A mysterious fireball that blazed through the skies over Australia wasn't an asteroid as some had thought, but rather something more mundane, scientists say; a piece of Russian space junk.
Calls reporting the fireball to authorities flooded in from the Australian states of New South Wales, Victoria and Tasmania.
"We received numerous emergency calls from people concerned," Country Fire Authority spokeswoman Andrea Brown said. "People believed they had witnessed an aircraft crashing into the sea."
But the fireball on Thursday was in fact part of the final stage of a Russian Soyuz launch vehicle that had blasted off July 8 from Kazakhstan, experts said.
The rocket stage piece, the size of a small truck, is designed to drop back toward the Earth and burn up, they said.

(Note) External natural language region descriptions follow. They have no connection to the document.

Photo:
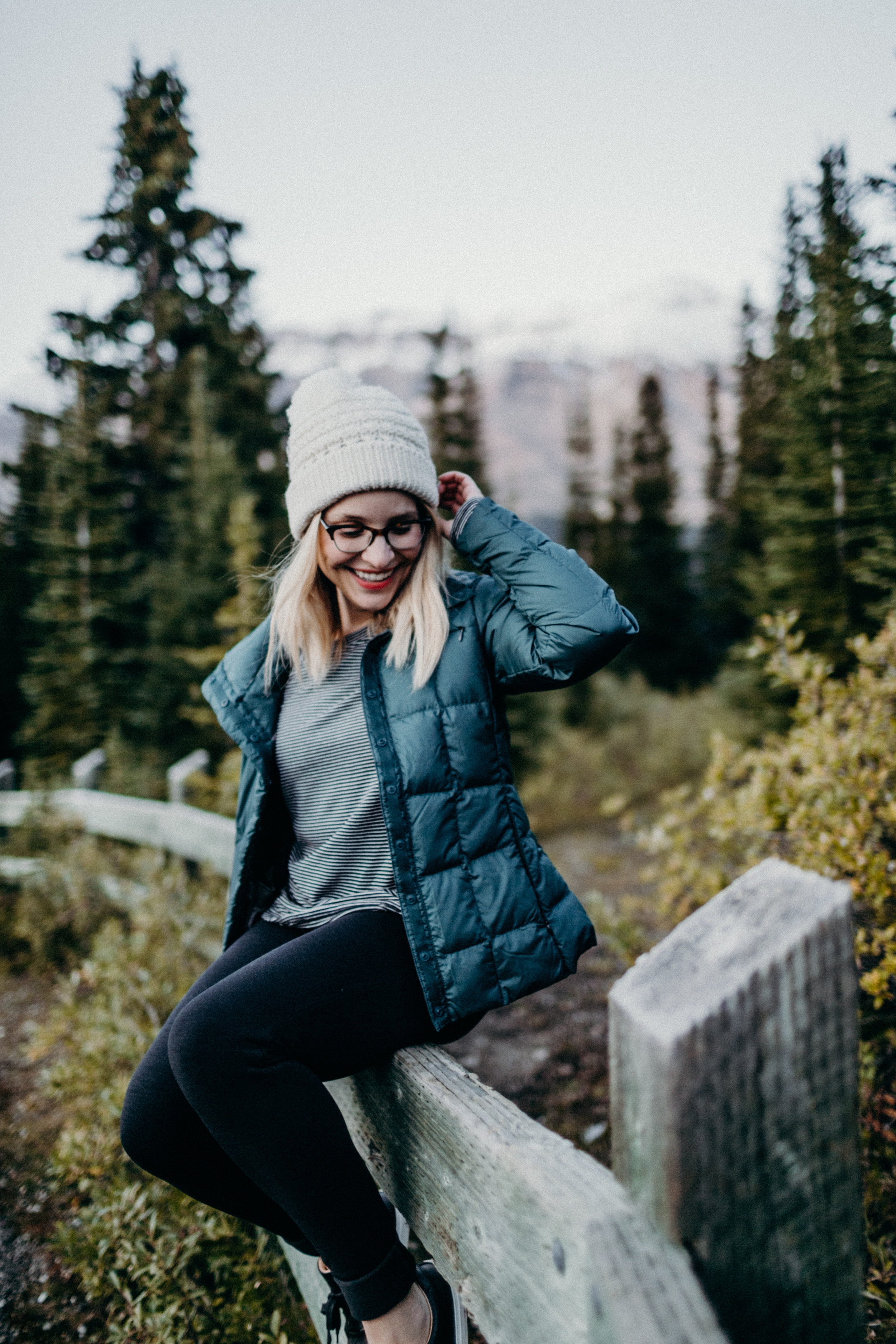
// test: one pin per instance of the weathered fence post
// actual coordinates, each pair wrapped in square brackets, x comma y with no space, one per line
[86,771]
[734,1092]
[182,771]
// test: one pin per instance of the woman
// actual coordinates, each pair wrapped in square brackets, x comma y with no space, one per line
[386,887]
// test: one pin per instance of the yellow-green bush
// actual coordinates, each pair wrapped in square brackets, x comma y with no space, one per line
[824,797]
[160,1267]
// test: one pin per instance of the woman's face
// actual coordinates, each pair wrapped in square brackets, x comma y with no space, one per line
[367,581]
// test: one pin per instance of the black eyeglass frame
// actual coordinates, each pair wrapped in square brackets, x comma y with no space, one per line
[378,532]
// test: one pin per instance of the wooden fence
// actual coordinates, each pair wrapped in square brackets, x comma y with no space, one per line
[734,1210]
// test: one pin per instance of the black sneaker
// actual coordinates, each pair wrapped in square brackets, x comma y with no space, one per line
[336,1307]
[449,1317]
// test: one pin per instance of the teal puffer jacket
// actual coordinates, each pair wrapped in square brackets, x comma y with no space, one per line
[487,914]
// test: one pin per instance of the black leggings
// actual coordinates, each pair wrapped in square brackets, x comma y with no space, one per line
[229,1104]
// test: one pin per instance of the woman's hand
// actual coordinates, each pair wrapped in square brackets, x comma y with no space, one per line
[456,490]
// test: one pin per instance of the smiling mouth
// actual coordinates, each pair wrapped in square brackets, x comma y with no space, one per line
[374,580]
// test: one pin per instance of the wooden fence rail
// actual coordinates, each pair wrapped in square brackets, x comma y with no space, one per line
[734,1125]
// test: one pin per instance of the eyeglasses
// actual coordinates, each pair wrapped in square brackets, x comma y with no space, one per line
[401,535]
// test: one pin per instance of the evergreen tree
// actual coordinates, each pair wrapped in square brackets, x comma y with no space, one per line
[831,506]
[720,596]
[170,420]
[234,620]
[454,421]
[81,666]
[19,570]
[191,582]
[581,526]
[653,578]
[187,291]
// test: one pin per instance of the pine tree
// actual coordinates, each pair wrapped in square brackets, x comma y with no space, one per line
[581,526]
[19,570]
[190,584]
[653,578]
[831,511]
[187,291]
[720,596]
[82,636]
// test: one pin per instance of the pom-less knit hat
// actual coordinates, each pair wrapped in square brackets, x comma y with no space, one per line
[347,436]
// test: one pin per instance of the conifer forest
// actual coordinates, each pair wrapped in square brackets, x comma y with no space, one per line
[756,713]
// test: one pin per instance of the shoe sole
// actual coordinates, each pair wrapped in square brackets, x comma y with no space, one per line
[460,1319]
[461,1331]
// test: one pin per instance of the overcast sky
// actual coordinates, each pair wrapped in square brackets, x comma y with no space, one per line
[614,166]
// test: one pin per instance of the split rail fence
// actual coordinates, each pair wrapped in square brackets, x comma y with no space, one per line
[734,1206]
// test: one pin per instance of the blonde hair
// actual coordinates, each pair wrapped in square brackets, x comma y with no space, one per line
[305,627]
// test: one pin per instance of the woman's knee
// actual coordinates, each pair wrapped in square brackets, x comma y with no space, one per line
[206,1041]
[147,1128]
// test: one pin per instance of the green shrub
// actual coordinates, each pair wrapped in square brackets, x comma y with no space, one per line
[160,1267]
[824,797]
[630,744]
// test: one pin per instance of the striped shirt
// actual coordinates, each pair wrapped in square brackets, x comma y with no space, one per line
[340,859]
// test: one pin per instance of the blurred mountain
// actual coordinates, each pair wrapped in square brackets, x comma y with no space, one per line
[10,437]
[527,400]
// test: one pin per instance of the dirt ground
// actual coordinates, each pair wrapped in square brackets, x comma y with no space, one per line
[547,1053]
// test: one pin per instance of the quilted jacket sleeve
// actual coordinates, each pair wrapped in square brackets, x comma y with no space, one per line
[547,620]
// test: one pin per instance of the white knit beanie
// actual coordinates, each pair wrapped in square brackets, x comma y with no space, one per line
[346,437]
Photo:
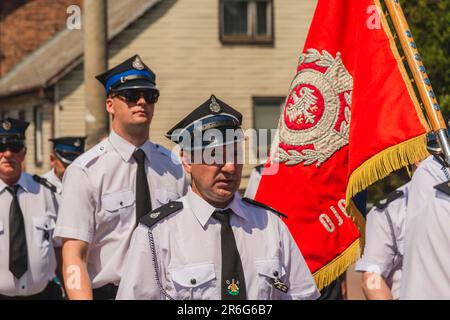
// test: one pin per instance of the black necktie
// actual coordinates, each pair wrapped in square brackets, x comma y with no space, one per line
[233,281]
[143,201]
[18,254]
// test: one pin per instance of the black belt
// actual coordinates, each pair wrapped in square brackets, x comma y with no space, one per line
[51,292]
[107,292]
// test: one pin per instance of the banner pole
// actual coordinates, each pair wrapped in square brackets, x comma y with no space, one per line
[423,82]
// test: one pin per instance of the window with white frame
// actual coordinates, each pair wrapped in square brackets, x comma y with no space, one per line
[266,113]
[246,21]
[38,115]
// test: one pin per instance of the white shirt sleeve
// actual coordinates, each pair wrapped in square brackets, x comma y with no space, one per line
[138,278]
[379,252]
[426,272]
[77,208]
[299,278]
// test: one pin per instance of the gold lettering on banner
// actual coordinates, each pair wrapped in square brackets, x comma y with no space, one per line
[326,218]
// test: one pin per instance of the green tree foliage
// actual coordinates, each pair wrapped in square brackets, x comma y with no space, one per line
[429,21]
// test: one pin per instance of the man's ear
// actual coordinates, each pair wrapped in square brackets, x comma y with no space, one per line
[186,161]
[109,105]
[52,159]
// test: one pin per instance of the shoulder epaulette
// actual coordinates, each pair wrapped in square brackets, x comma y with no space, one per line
[45,183]
[260,168]
[168,153]
[262,205]
[382,204]
[156,215]
[440,160]
[443,187]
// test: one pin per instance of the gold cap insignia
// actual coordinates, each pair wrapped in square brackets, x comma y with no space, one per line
[214,106]
[6,125]
[155,215]
[138,64]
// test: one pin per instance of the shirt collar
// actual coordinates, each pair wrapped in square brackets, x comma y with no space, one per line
[126,149]
[203,210]
[23,183]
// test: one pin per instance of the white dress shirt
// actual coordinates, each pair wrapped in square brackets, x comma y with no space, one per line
[384,248]
[39,213]
[98,200]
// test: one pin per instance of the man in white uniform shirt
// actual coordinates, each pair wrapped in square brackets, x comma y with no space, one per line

"What you're seeing in that fireball is it slowing down really fast," astronomer Jonathan McDowell of the Harvard-Smithsonian Center for Astrophysics said. "It's belly-flopping on the world's atmosphere at 18,000 miles an hour. That really hurts."
Such sights are "not usually seen because most of the Earth is either ocean -- or very sparsely inhabited," he said. "And of course, if it comes down in the daytime, you may not notice as easily."
Astronomers had been expecting some sort of cosmic light show courtesy of the Soyuz launch that put a weather satellite into orbit, and said the reentry hit its projected path exactly where intended.
"Apparently, the tracking and impact prediction matched, [in both] time and location, what we saw," Sydney Observatory astronomer Melissa Hulbert said.
Australians not armed with that foreknowledge took to Twitter and posted videos to YouTube in hopes of getting an explanation for the dramatic fireball that crossed the skies from southwest to northeast about 9:42 p.m. local time.
The segment of Soyuz space junk was likely around 5 feet long by 11 feet wide, Hulbert said.
The world is surrounded by a veritable halo of space debris; NASA scientists have said they estimate at least 20,000 objects larger that a softball are in in cloud of debris circling our planet, and smaller pieces almost certainly number in the millions.
At orbital velocities of more than 28,000 miles per hour, even small objects could do great damage to satellites or other spacecraft in orbit in the event of a collision, experts say.